The statistics show that, like the Englishman, the Scot focuses on getting the ball and giving it to a teammate as soon as possible. He had 91 touches, and 83 of them were passes, highlighting how virtually every piece of distribution was a first-time pass. The most significant and perceptive of these instigated the move that led to Javier Hernandez's goal. There was one notable difference between the usual starter and the stand-in, however: Whereas Carrick averages only 5.7 long balls per game, Fletcher attempted 13. While 10 of them found a teammate, it is a reason why his pass completion rate -- 83 percent -- was a little low for an anchorman. Yet the figures also show that Fletcher's days of making a direct contribution in the final third are at an end: He had no shots, for instance. That increases the importance of the other central midfielder delivering, or creating, goals or offering the dynamism Fletcher now lacks, which brings a focus on Tom Cleverley.

The real problem with Fletcher's performance came not with him in midfield, but in defence. He was their third right-back of the day, shifted there after Rio Ferdinand was injured and Chris Smalling became a centre-back and then the substitute Fabio da Silva was sent off. A comparatively slow player can be camouflaged in the centre of midfield but isolated and exposed on the flanks, and so it was when Wayne Routledge sprinted past Fletcher to deliver the cross for Wilfried Bony's winner. Fletcher was occasionally used as an ersatz right-back in emergencies in his younger days, but he was more athletic then.

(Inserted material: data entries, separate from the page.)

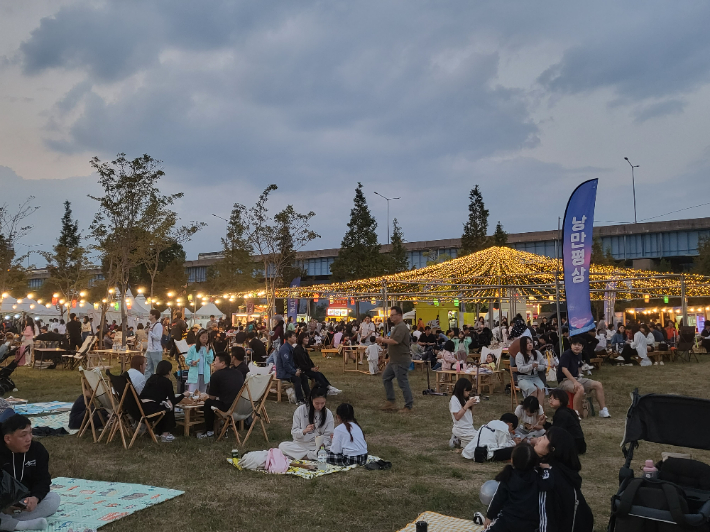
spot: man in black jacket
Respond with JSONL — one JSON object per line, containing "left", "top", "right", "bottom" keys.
{"left": 66, "top": 313, "right": 83, "bottom": 350}
{"left": 199, "top": 353, "right": 244, "bottom": 438}
{"left": 0, "top": 415, "right": 60, "bottom": 530}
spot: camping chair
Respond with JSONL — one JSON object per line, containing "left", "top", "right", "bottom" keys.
{"left": 77, "top": 367, "right": 111, "bottom": 443}
{"left": 64, "top": 335, "right": 96, "bottom": 370}
{"left": 214, "top": 373, "right": 273, "bottom": 446}
{"left": 120, "top": 382, "right": 165, "bottom": 448}
{"left": 675, "top": 326, "right": 699, "bottom": 363}
{"left": 608, "top": 389, "right": 710, "bottom": 531}
{"left": 104, "top": 371, "right": 136, "bottom": 449}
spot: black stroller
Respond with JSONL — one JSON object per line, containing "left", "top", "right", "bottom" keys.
{"left": 608, "top": 389, "right": 710, "bottom": 531}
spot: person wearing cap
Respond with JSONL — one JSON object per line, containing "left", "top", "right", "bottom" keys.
{"left": 556, "top": 335, "right": 610, "bottom": 418}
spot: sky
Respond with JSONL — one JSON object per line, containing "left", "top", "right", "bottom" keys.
{"left": 2, "top": 1, "right": 710, "bottom": 265}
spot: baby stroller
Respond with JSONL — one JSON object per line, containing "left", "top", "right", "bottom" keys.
{"left": 608, "top": 389, "right": 710, "bottom": 531}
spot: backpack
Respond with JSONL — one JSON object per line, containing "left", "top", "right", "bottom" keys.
{"left": 266, "top": 448, "right": 290, "bottom": 474}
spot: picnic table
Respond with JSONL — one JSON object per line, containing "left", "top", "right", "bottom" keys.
{"left": 175, "top": 403, "right": 204, "bottom": 436}
{"left": 33, "top": 347, "right": 65, "bottom": 370}
{"left": 90, "top": 349, "right": 141, "bottom": 370}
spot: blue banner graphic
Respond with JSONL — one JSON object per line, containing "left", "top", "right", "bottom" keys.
{"left": 287, "top": 277, "right": 301, "bottom": 324}
{"left": 562, "top": 179, "right": 598, "bottom": 336}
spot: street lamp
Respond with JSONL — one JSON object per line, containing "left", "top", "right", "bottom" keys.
{"left": 373, "top": 192, "right": 401, "bottom": 245}
{"left": 624, "top": 157, "right": 640, "bottom": 224}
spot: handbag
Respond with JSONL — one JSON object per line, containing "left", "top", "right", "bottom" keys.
{"left": 473, "top": 424, "right": 495, "bottom": 463}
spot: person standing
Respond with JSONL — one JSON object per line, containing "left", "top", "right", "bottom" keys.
{"left": 206, "top": 315, "right": 218, "bottom": 331}
{"left": 81, "top": 316, "right": 92, "bottom": 342}
{"left": 169, "top": 312, "right": 187, "bottom": 359}
{"left": 66, "top": 313, "right": 83, "bottom": 350}
{"left": 145, "top": 309, "right": 163, "bottom": 379}
{"left": 377, "top": 306, "right": 413, "bottom": 413}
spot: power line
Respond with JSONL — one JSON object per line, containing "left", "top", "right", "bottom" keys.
{"left": 639, "top": 201, "right": 710, "bottom": 223}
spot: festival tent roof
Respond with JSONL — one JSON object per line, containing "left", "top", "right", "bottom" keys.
{"left": 161, "top": 307, "right": 193, "bottom": 317}
{"left": 195, "top": 303, "right": 225, "bottom": 318}
{"left": 263, "top": 246, "right": 710, "bottom": 303}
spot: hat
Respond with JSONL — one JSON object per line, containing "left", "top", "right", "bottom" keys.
{"left": 191, "top": 324, "right": 200, "bottom": 330}
{"left": 569, "top": 335, "right": 584, "bottom": 345}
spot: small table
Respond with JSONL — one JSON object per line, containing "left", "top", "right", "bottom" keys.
{"left": 90, "top": 349, "right": 141, "bottom": 370}
{"left": 176, "top": 403, "right": 205, "bottom": 436}
{"left": 33, "top": 348, "right": 66, "bottom": 370}
{"left": 342, "top": 346, "right": 369, "bottom": 374}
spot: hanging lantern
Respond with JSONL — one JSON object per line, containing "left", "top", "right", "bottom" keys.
{"left": 371, "top": 299, "right": 376, "bottom": 305}
{"left": 644, "top": 294, "right": 650, "bottom": 303}
{"left": 71, "top": 299, "right": 77, "bottom": 308}
{"left": 454, "top": 298, "right": 459, "bottom": 306}
{"left": 51, "top": 296, "right": 59, "bottom": 306}
{"left": 126, "top": 299, "right": 132, "bottom": 309}
{"left": 329, "top": 297, "right": 333, "bottom": 304}
{"left": 350, "top": 298, "right": 355, "bottom": 305}
{"left": 663, "top": 296, "right": 669, "bottom": 304}
{"left": 113, "top": 302, "right": 120, "bottom": 311}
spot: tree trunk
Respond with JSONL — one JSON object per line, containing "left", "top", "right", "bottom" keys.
{"left": 120, "top": 279, "right": 128, "bottom": 347}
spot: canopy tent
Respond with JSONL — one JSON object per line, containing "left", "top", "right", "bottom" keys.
{"left": 257, "top": 247, "right": 710, "bottom": 304}
{"left": 161, "top": 307, "right": 193, "bottom": 318}
{"left": 195, "top": 303, "right": 225, "bottom": 318}
{"left": 1, "top": 297, "right": 63, "bottom": 318}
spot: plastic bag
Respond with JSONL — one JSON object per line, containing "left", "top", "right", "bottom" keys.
{"left": 0, "top": 470, "right": 29, "bottom": 510}
{"left": 265, "top": 448, "right": 290, "bottom": 474}
{"left": 238, "top": 450, "right": 269, "bottom": 470}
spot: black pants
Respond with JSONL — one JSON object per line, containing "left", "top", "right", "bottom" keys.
{"left": 620, "top": 344, "right": 635, "bottom": 363}
{"left": 491, "top": 447, "right": 514, "bottom": 461}
{"left": 300, "top": 370, "right": 330, "bottom": 398}
{"left": 142, "top": 402, "right": 176, "bottom": 435}
{"left": 203, "top": 399, "right": 230, "bottom": 432}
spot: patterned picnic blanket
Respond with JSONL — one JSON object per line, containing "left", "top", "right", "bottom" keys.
{"left": 14, "top": 401, "right": 74, "bottom": 416}
{"left": 47, "top": 477, "right": 184, "bottom": 531}
{"left": 31, "top": 412, "right": 77, "bottom": 435}
{"left": 397, "top": 511, "right": 484, "bottom": 532}
{"left": 227, "top": 454, "right": 383, "bottom": 480}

This was the old Jose Mourinho and the new Mourinho in the space of the same match. The balance between solidity and style in the Chelsea team depends on the decision whether to select two or three flair players. Mourinho's title-winning sides at Stamford Bridge were notable for the use of two of Arjen Robben, Damien Duff, Joe Cole and Shaun Wright-Phillips behind a solitary striker. Then they played 4-3-3. Now it is 4-2-3-1, but at Pride Park Mourinho began with Ramires on the right of the creative trio, an industrious player in a position where he often selects more inventive operators.

The key moment came in the 55th minute when Mourinho moved Ramires back and brought on Eden Hazard to provide a third skilful player. Chelsea opened up a previously tight game and it was from the No. 10 position that Hazard set up Oscar for the second goal. The third stylist, Willian, had taken the free kick that led to John Obi Mikel's opener.

The instructive element about Mourinho's team selection is that he often sacrifices an attack-minded player away from home. It was a feature of the win at West Ham and the draw at Arsenal. It was more of a surprise, however, when he started with a seemingly cautious side against Championship opposition.


Theo Walcott has long insisted he prefers to play as a central striker. If injuries compelled Arsene Wenger to turn his right winger into the leader of the line, it was a successful gambit. It also added another dimension to the Arsenal attack. The regular centre-forward, Olivier Giroud, and his normal deputy, Nicklas Bendtner, are both target men, charged with holding the ball up and bringing their phalanx of attacking midfielders into play. Walcott, decidedly quicker than either, has the pace to run in behind the opposition defence.

Inadvertently, that led to Arsenal's opening goal. His decoy run into the penalty area occupied two defenders, giving Serge Gnabry the room to pick out the scorer Santi Cazorla. Walcott's style of play suited Arsenal in particular against Spurs. Because Tim Sherwood is playing 4-4-2, Tottenham have one fewer central midfielder. Because Walcott takes defences towards his own goal, he stretches the play and that, in turn, frees up more space in the midfield where Arsenal had an extra player.

Because Walcott is focused on getting into goalscoring positions, rather than coming deep to collect the ball, he is never going to be in possession as much as more technical teammates. He had 32 touches, but they included eight shots. That shows how direct he is as a striker. It is more than double Giroud's average of 3.5 per Premier League game this season.